Many people ask this question, but it’s really vague and therefore difficult to answer. I mean, what are your fitness goals, current fitness level, diet and other lifestyle habits?
So, generally, experts recommend performing moderate-intensity aerobic exercise at least 150 minutes per week. This breaks down to about 30 minutes per day, five days per week to maintain good health.
However, if you want to see significant improvements in your fitness level or to lose weight, you may need to increase the frequency or intensity of your workouts. Alternatively, you can decrease your caloric intake, increase steps throughout the day or improve your sleep.
TIP: To speed up strength and/or weight loss results, I like to increase the speed or distance of my workouts. Most rowing machines allow you to easily track this because they come with monitors.
For instance, increase your speed or distance rowed slightly each week, and this extra effort will generate faster results. And you don’t have to spend any extra time exercising.

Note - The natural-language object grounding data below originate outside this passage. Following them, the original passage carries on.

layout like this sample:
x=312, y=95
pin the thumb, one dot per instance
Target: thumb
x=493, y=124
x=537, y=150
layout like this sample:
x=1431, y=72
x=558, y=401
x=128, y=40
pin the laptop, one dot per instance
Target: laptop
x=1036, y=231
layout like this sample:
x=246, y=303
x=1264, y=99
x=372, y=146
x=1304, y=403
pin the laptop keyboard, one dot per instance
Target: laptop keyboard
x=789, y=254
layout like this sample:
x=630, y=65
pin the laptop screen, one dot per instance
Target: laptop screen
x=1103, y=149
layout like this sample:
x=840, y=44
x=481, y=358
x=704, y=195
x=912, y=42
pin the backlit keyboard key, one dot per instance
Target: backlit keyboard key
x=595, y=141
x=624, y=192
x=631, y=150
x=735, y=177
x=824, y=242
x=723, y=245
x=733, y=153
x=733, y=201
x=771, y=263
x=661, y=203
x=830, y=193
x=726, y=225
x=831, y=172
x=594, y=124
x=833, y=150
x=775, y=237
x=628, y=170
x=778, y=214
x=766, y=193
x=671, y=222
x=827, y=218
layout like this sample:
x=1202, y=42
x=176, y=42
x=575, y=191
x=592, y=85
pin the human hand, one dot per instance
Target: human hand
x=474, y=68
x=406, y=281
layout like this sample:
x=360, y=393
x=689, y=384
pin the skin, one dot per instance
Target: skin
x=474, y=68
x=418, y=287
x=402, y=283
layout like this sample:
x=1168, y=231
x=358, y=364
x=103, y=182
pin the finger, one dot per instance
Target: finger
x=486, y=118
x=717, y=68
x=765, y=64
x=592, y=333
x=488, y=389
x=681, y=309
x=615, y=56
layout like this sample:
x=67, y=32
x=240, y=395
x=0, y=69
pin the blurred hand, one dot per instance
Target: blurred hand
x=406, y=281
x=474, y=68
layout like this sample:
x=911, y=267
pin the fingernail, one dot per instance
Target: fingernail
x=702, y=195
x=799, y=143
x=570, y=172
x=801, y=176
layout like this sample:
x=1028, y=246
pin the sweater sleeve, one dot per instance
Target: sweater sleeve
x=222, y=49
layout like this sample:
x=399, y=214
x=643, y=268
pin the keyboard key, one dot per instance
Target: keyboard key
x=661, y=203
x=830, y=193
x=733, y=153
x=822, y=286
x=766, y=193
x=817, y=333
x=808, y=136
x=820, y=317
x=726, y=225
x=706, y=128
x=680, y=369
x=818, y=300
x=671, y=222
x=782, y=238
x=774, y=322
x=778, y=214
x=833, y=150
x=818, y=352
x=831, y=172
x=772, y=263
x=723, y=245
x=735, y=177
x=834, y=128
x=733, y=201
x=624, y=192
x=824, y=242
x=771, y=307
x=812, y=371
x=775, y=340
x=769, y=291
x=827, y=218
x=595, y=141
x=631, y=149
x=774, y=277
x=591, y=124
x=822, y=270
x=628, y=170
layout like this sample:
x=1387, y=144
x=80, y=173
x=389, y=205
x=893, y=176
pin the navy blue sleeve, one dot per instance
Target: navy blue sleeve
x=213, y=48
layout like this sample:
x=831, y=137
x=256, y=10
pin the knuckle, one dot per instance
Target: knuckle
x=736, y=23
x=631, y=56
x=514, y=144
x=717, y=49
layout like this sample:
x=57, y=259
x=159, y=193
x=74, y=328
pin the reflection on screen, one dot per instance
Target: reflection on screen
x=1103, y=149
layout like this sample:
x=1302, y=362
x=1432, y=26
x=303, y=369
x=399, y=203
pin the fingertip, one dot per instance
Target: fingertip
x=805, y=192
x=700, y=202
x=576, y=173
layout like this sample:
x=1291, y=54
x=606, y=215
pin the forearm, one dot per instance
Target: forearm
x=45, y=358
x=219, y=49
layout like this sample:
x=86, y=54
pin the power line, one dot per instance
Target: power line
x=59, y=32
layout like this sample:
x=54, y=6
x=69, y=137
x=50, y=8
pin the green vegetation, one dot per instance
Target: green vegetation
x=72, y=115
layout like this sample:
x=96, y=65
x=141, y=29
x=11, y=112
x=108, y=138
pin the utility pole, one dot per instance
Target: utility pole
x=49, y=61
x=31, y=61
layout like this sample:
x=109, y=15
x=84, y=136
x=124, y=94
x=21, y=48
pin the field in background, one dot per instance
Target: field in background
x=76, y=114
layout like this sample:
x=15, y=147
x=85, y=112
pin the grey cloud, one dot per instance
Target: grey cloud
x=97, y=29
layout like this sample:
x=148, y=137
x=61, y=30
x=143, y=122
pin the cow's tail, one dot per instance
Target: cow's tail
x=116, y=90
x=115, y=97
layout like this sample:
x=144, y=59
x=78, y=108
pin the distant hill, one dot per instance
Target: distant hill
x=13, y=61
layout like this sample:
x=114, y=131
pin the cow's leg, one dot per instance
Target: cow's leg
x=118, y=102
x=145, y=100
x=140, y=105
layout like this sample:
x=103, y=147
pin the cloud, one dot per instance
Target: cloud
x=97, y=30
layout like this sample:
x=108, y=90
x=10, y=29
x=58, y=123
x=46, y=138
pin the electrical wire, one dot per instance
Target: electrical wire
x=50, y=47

Who has the time to sit on a machine for hours on end, right? Well, let me tell you a little secret, it’s not about the time you spend, but the effort you put in. So, if you want to save time and get better results, focus on the intensity of your workout.
TIP: Instead of sitting on a machine for an hour at a steady pace, try interval training. In other words, alternate between short bursts of high-intensity rowing and periods of active rest. This not only saves you time but also increases your heart rate and boosts your metabolism, thus helping you burn more calories in a shorter amount of time.